We got out of there quick.
That was just a precursor to Vicksburg, however. This pretty much sums up the town:
Vicksburg is home to one beautiful, surreal attraction, however. It’s called Margaret’s Grocery. The South is full of shrines and personal tributes to Jesus, but this one beats them all.
The book told me that the grocery was run by an old preacher and his wife, and that the preacher was known to come barreling out of the store to testify to unsuspecting passers-by just like us. Jay and Heather were unaware of this, so I was hoping that he would make a showing especially for them. I was meandering slowly around the yard, photographing everything and gaping in amazement, while Heather stood nearby, asking repeatedly if we had had our tetanus shots. I was gawking at a display featuring charts about Jesus’ life with hand-scribbled notes and broken mirrors, when I heard yelling. I thought, “Awesome, it’s the preacher.” And I was so wrong. Here’s a photo I took of the crazy hick as the car went peeling away down a rural highway:
There’s not much else to be said about Mississippi except that maybe they need to move past the whole ‘War of Northern Aggression’ thing, and they’ll all be a lot happier. I know that we were happier to leave the state that afternoon, although backwater Louisiana wasn’t much better. The drive through the bayou used to be one of the most beautiful in the country, and now it’s known as the chemical corridor. It’s great. We suffered through traffic in Baton Rouge, and were relieved to finally reach our hotel in New Orleans.

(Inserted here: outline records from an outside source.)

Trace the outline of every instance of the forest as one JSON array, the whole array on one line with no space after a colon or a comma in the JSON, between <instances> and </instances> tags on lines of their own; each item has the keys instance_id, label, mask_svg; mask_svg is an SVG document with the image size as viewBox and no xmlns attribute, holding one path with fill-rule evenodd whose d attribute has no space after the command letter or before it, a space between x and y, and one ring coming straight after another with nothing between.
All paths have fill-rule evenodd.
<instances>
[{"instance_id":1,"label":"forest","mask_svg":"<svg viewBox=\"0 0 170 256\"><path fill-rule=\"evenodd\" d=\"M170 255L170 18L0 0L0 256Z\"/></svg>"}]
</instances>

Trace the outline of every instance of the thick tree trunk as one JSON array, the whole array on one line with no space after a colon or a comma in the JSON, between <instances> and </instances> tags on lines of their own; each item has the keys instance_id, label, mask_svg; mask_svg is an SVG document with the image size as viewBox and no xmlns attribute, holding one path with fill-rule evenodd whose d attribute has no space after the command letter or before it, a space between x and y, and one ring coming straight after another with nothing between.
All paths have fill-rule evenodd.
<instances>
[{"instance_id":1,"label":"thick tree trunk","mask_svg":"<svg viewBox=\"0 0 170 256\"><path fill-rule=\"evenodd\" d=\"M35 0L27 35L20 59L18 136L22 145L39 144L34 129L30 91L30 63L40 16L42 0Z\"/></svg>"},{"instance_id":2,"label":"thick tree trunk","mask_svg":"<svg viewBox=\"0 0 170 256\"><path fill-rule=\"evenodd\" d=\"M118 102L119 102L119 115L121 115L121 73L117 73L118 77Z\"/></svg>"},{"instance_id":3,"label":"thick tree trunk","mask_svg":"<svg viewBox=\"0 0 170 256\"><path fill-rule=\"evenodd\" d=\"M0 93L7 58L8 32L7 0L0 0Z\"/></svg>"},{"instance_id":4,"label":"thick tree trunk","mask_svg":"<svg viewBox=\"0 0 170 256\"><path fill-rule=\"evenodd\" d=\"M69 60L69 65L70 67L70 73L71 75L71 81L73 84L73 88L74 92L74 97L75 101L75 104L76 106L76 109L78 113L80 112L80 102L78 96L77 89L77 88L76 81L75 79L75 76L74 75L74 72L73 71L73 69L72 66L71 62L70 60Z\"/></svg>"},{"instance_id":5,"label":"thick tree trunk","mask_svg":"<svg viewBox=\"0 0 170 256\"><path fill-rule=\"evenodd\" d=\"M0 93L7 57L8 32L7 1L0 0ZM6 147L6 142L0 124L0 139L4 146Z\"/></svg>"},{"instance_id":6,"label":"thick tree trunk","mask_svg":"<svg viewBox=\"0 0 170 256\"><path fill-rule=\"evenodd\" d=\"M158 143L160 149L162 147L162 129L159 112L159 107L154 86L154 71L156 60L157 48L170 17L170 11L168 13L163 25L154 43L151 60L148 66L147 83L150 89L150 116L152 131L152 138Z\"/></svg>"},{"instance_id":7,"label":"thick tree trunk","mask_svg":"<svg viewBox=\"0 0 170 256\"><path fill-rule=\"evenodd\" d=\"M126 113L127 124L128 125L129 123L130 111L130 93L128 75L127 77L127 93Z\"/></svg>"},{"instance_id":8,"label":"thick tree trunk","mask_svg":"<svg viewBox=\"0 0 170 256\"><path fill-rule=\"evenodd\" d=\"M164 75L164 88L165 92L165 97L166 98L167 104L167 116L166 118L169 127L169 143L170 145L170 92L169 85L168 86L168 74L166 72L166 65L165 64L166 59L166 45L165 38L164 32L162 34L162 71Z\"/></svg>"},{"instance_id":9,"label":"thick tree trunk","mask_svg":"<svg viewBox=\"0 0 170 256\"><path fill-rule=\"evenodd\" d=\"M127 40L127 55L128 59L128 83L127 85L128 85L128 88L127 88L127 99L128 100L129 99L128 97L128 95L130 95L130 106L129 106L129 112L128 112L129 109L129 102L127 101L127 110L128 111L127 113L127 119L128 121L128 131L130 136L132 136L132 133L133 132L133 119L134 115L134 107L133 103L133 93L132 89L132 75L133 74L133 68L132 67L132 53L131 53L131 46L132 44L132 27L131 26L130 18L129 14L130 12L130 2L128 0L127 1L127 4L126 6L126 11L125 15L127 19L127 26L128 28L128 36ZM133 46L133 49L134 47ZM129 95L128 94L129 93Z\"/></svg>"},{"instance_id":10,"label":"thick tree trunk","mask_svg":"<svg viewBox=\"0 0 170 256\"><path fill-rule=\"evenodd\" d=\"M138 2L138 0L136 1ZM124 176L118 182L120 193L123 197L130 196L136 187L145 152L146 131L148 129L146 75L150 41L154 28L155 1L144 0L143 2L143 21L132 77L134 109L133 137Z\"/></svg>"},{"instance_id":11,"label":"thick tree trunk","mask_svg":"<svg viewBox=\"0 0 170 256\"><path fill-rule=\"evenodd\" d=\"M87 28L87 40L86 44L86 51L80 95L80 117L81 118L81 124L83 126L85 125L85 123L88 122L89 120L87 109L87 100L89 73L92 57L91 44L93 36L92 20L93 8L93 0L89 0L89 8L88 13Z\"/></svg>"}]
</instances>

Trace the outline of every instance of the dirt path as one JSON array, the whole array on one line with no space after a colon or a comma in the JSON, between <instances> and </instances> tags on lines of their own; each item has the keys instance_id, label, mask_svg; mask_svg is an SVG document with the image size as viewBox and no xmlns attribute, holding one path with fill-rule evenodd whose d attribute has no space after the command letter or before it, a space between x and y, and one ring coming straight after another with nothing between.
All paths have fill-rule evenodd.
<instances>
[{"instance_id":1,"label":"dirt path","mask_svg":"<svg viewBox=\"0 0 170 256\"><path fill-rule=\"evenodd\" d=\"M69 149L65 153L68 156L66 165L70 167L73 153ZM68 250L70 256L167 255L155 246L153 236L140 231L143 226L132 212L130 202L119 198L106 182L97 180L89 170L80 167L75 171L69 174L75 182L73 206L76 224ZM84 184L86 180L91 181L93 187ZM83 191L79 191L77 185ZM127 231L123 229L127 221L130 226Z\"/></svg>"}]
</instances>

Well, maybe I was a little nervous about the hotel. During my last extended phone conversation with the proprietor, he had virtually assured me that I would be killed by rednecks in Mississippi. He went into graphic detail, something about being tied to a tree, raped, etc. I laughed, and he yelled, “Why are you laughing? That’s what those people do!” So, needless to say, I was feeling a little weird about running into this guy at the hotel. Luckily, he was occupied when we arrived.
Jay and I took a walk around the Garden District that night. It was beautiful. We discovered that we were around the corner from an old cemetery and the Real World House, and right on the trolley line on St. Charles Avenue. Perfect.